A semi long-winded question about probability

I recently had a brief exchange with someone on Twitter, who mocked someone coming up with a probability of each team getting through their first group of the World Cup that added up to 200%. At first look, the probability calculations made sense to me since two out of four teams qualify in each group, the one that comes first and the one that comes second (which are mutually exclusive). But he insisted that by definition the probabilities should make 100% (or 1, if you like) and should be normalised. I know what he means about adding to 100%, but I still think one of us are missing something - I’m guessing it’s me.

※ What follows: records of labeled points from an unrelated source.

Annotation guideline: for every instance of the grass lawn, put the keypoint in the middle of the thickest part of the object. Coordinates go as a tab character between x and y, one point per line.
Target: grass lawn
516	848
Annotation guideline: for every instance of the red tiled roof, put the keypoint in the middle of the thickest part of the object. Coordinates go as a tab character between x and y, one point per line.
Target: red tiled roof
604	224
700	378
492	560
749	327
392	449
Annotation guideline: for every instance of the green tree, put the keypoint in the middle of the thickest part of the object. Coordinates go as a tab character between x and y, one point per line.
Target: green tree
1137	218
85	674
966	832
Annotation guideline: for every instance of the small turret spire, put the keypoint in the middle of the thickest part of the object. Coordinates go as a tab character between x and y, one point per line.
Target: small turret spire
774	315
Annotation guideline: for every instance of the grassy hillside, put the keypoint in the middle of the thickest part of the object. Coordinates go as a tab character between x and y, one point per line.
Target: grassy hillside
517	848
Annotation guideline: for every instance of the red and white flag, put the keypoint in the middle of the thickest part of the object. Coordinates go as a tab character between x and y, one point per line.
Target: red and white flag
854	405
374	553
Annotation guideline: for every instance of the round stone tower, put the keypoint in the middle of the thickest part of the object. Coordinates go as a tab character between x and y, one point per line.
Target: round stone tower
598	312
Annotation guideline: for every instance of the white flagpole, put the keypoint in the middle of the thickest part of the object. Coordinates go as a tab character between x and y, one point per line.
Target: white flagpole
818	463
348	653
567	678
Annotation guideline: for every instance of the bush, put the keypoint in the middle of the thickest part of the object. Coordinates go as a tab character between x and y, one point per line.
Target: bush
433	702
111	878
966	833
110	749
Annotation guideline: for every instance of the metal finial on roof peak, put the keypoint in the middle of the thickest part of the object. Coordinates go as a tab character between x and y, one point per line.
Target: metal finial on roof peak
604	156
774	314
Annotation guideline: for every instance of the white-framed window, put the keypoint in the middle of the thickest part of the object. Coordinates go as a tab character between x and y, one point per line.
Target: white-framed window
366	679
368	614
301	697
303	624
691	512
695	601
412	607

So, by way of analogy, imagine:

There are going to be two prize draws for first and second place. If you get first place, you can’t draw again for second place - it’s exclusive, you come first or runner up but not both.

If four people take one of 4 cards from a bag, the probability of selecting the one winning card is 25%.

Then the remaining people get to see who comes second by taking one of 3 cards from a second bag, with one winner again (probability approx. 33.3%)

If we say the first and second winner are both ‘the winners’ then the probability of any one person being one of ‘the winners’ is 0.5 (calculated from 0.25 + (0.75 * 0.33) which is the probability of either winning the first draw or losing the first draw and winning the second). This makes sense, because it’s two winners out of four and the outcome is determined via random chance.

When you add the four people’s probabilities you get 200% but that seems to be because the term ‘the winners’ is descriptive of two mutually exclusive events (coming first or coming second). The result still seems to make perfect sense, though. I don’t see how you could normalise those probabilities to 100% and get anything remotely sensible. After all, they all have the same chance of being one of ‘the winners’ and it isn’t 25%.

So, for the World Cup example, it seems like the same situation. Coming 1st or 2nd is  exclusive, and ‘qualifying’ describes the teams that either of those seperate events happens to. If you imagine that getting 1st or 2nd was random chance (instead of skill based, etc) like bag-of-cards example, you’d expect a 50% chance of each of the four teams getting to the next round, and that would still add up to 200%.

Where adding up to 100% (or 1) comes in seems to be that each team has a chance, p, of being one of the two qualifiers and 1-p chance of failing to qualify.

Is my analysis of the situation correct, or am I missing something?